Originally posted by Omniscaper
Thats all well and good Karajorma, but its still no evidence for trans-species evolution.
EDIT; heehee... I think I just mirrored exactly what kara said on the first page of this topic......
Um... what about the transition fossil forms between dinosaurs and birds (Archeopteryx is the obvious one, also composognathus and others)
Othniel Marsh also observed and documented fossil evidence for the evolution of the horse.
Going further back, there are further fossils of developing fish life, including fossils of fish which developed lungs and then limbs (Acanthostega, for example, was a Upper Devonian era fish with both lungs and gills).
http://www.talkorigins.org/faqs/faq-transitional/part1a.html gives some further answers discussing the fossil record as it exists.
Obviously the natural incompleteness of the fossil record means it's never going to be easy (something like all the human population of earth would amount to maybe 10 or less fossils a few million years down the line), but it's wrong to suggest there have been no transitional fossils discovered.
A secondary point over your later mention of the law of thermodynamics; it's my understanding that a misquoted version of that law is a common feature in anti-evolution arguements. However, that arguement - that entropy leads to a disorganised and chaotic system of decay - only applies to
closed systems. And our world / universe clearly isn't that.
Finally (because I can't be bothered reading the rest of the thread and picking up stuff to nitpick), there's not - or at least no longer - an assumption that DNA formed spontaneously; I believe one of the current theories being tested is that it effectively evolved in the prebiotic 'sea' of early earth, i.e. all these long molecular amino acid combinations didn't just emerge in their current form. (although there's not an assumption this was all totally random chance anyways; these things actually tend to 'crystallize' into long molecular chains anyways IIRC).

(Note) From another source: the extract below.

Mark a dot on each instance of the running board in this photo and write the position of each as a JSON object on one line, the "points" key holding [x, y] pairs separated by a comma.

And, of course, the more likely scenario IIRC is that RNA formed as a precursor to DNA itself.
Of course, the exact conditions of the earth at that point are still being investiagated and discussed; some scientists thing it would take life about a billion years to arise, some believe it only took a few million but had to restart a few times due to meteoric imapct, etc, wiping it out.
An interesting consideration with regards to complexity in creation imply design is, though, that some things aren't well 'designed'. Panda thumbs, for example.
Anyways, point being I think you're discounting a lot of know facts & evidence in your conclusion. The 2nd law of thermodynamics-> entropy thing, if you're meaning it the way I
think you are, is completely off base. And that does worry me a bit, because it's one thing to have legitimate concerns - evolutionary science is still being constantly researched and revised to keep updating the theory - it's another when those concerns aren't as factual as you think they are, because it points to deliberate misinformation somewhere along the line.
The other side of the coin is that these percieved holes in evolutionary theory are being constantly addressed and explored; i.e. part of the scientific process. It's not a case of anything deliberately contradictory being dismissed as is sometimes implied.
Ultimately, for creationism - or any other theory - to provided as a serious alternative to evolution, it has to be both defined and supported with evidence that proves /goes towards proving it rather than seeks to discredit the accepted theory.
I don't believe I've seen either the detailed theory or provative evidence of creationism.